Money can be created in all sorts of ways in a fiat monetary system. This makes it hard to know how much there is at any given point in time. And while it makes sense that the more money lying around, the higher prices should be in the system. But sometimes, money changes hands slowly, and when this happens, prices can actually move lower no matter how much money is in the system. The inverse is also true. And this makes it even harder to determine the fair value of anything, because it requires you to have to anticipate the velocity of money.
There are periods during which the relationship between most or all the variables that investors use to determine fair value remain rather stable. Those are fairly boring times, and the people who profit the most engage in leveraged carry and mean-reversion types of strategies. Such periods give investors a false sense of confidence that market prices can be forecasted with great confidence using a range of inputs. As confidence turns to arrogance, the potential energy for a major market shift builds. Investors get short volatility. This dynamic never changes.
The equity risk premium (ERP) is at 23-year lows. The S&P 500 earnings yield minus 3mth T-bill yields has not been this low since 2001. So, in at least one sense, the market is above fair value. But at the height of the dotcom bubble, the ERP was lower than now. So, all this tells us is that the market is overvalued, and we should not be surprised to see it become more so.
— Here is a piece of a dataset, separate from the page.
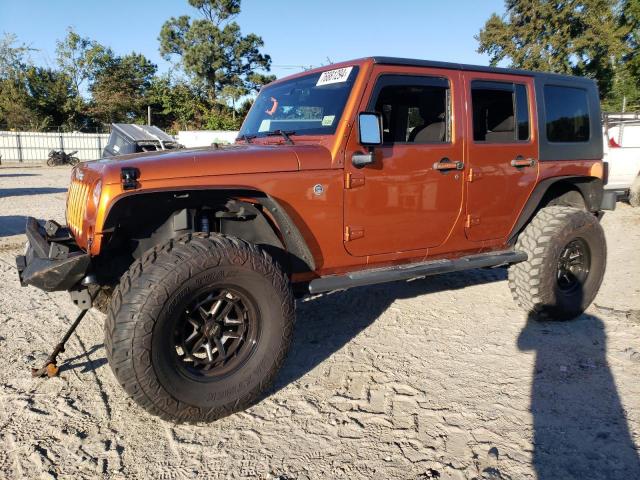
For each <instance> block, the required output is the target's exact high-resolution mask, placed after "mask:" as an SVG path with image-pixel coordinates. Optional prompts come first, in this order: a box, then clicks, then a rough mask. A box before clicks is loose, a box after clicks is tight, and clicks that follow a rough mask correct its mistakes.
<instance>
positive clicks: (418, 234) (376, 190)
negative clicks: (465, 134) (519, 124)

No one knows whether the dotcom ERP lows represent an absolute limit. All we know from the past is that when markets move to extreme over/under-valuations, wild moves in price can happen.
If you look at a long-term S&P 500 price-to-earnings ratio, you’ll find that it swings massively. In the early 1980s, investors paid a price of roughly 7x earnings for the S&P 500. In 2001 they paid almost 50x. In 2011 they paid around 13.5x. Now they pay around 27 or so. Wall Street has created armies of analysts to forecast corporate earnings, while relatively little effort is put into forecasting the large swings in the multiple investors are willing to pay for those earnings. Because such forecasts are harder to do; they require less math and more intuition.
For nearly 20yrs, the velocity of money declined. This prompted/allowed policy makers to create massive amounts of money without sparking inflation. No honest economist could really explain it. The Fed got ever more aggressive, searching for the limit. Then along came Covid. Velocity collapsed further, stabilized, reversed. Given that no one really knew why velocity fell, if it now rises powerfully, we’re unlikely to understand why. It won’t really matter though, all that we will need to know is that its effect on prices will dwarf any notion of value.